第41話 過去への誘惑とミサとの約束、揺れ動くキクの決断

マキとの再会で、俺の心には再び過去への憧れと未練が生まれていた。ホストとしてナンバー1に登り詰めた日々の刺激と高揚感が、いつの間にか忘れられないものになっていたことに気づかされた。そして何より、マキはその時代の象徴そのもので、彼女の存在が俺を再びあの世界へと引き戻そうとしている。


ある夜、マキからまた誘いが入った。豪華なレストランでの食事や、高級なクラブでの一夜を共にする中で、彼女は次第にその提案の真意を明かし始めた。

「キクさん、私たちで新しいホストクラブを作らない?今のあなたなら、もっといいものを作り上げられるわ」

その誘いはあまりに魅力的で、俺の胸が一気に熱くなった。マキは資金を出すつもりで、本気で俺と再びビジネスを始めたいと考えているようだった。確かに、タケルたちのプロジェクトでエンターテイメントの仕事に携わりながらも、俺の心にはどこか「物足りなさ」を感じていた自分がいた。

「俺がもう一度……ホストクラブを?」

過去の記憶が頭を駆け巡り、心の奥に封じ込めていた野心が再び目を覚まし始めた。


だが、帰宅して一人になると、静かな部屋の中でミサの写真が目に入った。彼女が静かに微笑んでいるその写真に、俺はしばらくの間見入ってしまった。

「ミサ……俺は、また間違った道を進もうとしているのかもしれない」

ミサが亡くなってからというもの、俺は彼女と過ごした穏やかな生活を守り続け、彼女が望んでいた「地に足のついた人生」を送ろうと決意してきたはずだった。だが、今になって過去の輝きや誘惑が再び俺を引き戻そうとしている。

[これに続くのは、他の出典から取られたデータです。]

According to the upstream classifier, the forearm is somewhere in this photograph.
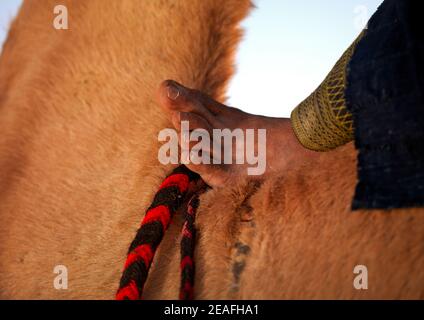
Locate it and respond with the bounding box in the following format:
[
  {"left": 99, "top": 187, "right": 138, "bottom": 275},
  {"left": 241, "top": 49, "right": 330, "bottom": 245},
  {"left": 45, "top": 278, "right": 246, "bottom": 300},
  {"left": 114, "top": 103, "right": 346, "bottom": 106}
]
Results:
[{"left": 291, "top": 34, "right": 363, "bottom": 151}]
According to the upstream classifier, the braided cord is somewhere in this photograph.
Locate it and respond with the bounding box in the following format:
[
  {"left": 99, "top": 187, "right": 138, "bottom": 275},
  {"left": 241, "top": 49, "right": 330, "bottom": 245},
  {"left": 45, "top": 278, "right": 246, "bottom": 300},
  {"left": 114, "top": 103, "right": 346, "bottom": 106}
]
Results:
[{"left": 116, "top": 166, "right": 200, "bottom": 300}]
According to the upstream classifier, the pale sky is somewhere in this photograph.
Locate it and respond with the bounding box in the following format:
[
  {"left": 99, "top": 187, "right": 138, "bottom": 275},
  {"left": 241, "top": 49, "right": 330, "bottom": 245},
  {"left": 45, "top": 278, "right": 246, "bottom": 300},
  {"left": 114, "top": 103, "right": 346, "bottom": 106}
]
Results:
[{"left": 0, "top": 0, "right": 383, "bottom": 117}]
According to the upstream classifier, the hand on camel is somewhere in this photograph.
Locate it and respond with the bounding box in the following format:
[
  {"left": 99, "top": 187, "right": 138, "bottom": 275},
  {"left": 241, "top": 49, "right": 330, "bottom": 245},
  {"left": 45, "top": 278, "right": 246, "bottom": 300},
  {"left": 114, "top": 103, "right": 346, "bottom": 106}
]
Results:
[{"left": 158, "top": 80, "right": 317, "bottom": 187}]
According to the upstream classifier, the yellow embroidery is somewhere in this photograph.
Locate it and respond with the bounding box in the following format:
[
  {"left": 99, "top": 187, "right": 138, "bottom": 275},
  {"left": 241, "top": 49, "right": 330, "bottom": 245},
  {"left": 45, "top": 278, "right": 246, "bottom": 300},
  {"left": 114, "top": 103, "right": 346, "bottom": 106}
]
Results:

ミサが望んでいたのは、きっとこうした派手さではなく、もっと心の安らぎを感じられる日々だったはずだ。だが、その一方で、もう一度人生に挑戦したいという俺の気持ちもまた本物だった。


その翌日、タケルに会いに行くことにした。タケルは俺が迷いを抱えていることに気づき、黙って俺の話を聞いてくれた。俺はマキの提案と、それによって揺れ動く自分の気持ちを正直に話した。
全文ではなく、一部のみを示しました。